As the trail wound through mountains and hills, across arid plains and stretches of wilderness to Santiago de Compostela, and as the days bled into weeks, those same overstuffed packs tended to lose their bulk. Near the top of one particularly challenging mountain a day or two from journey’s end, I came upon a veritable cairn of T-shirts and waterproofs, paperback books, socks, trousers, bedrolls, and-yes-those teddy bears and tin cups. Labouring up the mountain with my fellow pilgrims, one weary foot in front of another, it was clear that the sense of adventure with which we had all started out had now turned into something else altogether. We were all on the road, el camino — but some of us were also, clearly, on The Way.
And the road was growing difficult. Everything unnecessary had to be jettisoned.
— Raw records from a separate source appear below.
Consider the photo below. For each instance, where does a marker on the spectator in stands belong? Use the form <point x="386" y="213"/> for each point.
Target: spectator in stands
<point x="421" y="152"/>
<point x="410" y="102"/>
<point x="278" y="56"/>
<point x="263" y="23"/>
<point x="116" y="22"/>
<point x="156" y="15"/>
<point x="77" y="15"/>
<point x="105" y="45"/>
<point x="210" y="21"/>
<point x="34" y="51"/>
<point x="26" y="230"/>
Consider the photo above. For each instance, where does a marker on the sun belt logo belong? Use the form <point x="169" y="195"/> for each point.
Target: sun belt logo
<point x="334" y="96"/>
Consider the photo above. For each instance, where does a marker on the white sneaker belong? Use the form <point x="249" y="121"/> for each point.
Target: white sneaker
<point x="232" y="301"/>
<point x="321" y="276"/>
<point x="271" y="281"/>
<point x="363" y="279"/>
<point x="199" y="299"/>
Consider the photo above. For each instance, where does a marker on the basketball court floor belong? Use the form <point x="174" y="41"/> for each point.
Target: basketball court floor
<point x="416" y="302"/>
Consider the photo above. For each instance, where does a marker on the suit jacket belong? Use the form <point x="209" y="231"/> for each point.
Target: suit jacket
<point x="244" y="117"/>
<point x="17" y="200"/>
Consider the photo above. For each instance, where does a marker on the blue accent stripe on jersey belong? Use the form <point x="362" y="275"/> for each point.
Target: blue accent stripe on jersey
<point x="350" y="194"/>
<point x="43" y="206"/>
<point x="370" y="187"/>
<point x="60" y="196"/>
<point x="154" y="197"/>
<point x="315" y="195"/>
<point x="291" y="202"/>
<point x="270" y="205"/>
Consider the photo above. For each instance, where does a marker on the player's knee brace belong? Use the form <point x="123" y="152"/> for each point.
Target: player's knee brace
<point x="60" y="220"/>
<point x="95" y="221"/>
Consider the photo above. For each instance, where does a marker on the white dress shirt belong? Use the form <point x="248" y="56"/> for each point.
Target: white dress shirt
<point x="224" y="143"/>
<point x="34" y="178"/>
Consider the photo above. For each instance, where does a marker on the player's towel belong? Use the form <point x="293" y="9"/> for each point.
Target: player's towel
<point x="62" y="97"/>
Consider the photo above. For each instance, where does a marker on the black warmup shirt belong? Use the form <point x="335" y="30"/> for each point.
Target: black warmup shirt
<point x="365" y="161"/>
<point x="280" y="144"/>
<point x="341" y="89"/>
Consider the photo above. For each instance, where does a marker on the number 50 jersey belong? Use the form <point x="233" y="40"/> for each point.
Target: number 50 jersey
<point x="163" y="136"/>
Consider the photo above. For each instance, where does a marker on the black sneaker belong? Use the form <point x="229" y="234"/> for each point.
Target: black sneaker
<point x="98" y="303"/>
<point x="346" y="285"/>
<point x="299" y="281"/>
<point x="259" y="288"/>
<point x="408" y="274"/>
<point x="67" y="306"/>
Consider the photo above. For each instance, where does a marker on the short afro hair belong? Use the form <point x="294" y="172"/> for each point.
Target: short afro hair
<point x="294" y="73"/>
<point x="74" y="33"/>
Everything that hindered, that held back, that weighed down and encumbered-it all had to go.
Entering Santiago, I observed triumphant pilgrims walking or dragging themselves into the city with flaccid packs, a few carrying only what they had stood up in that morning: a hat, a stick, a bottle of water stuck in a pocket. Everything else had been cast aside in order to complete the journey.
The destination was important, to be sure; the path was not an aimless wandering through the wilds of Spain, after all. Santiago had long gleamed like a city of gold in our imaginations, and that image of safety, rest, and refreshment exerted a mighty pull. But it was the journey itself, the physical act of going, that transformed the pilgrims. For if there was to be any transformation in the spiritual orientation of the pilgrim’s soul, that change would take place not on arrival as if by magic, but in the long, hard work of The Way.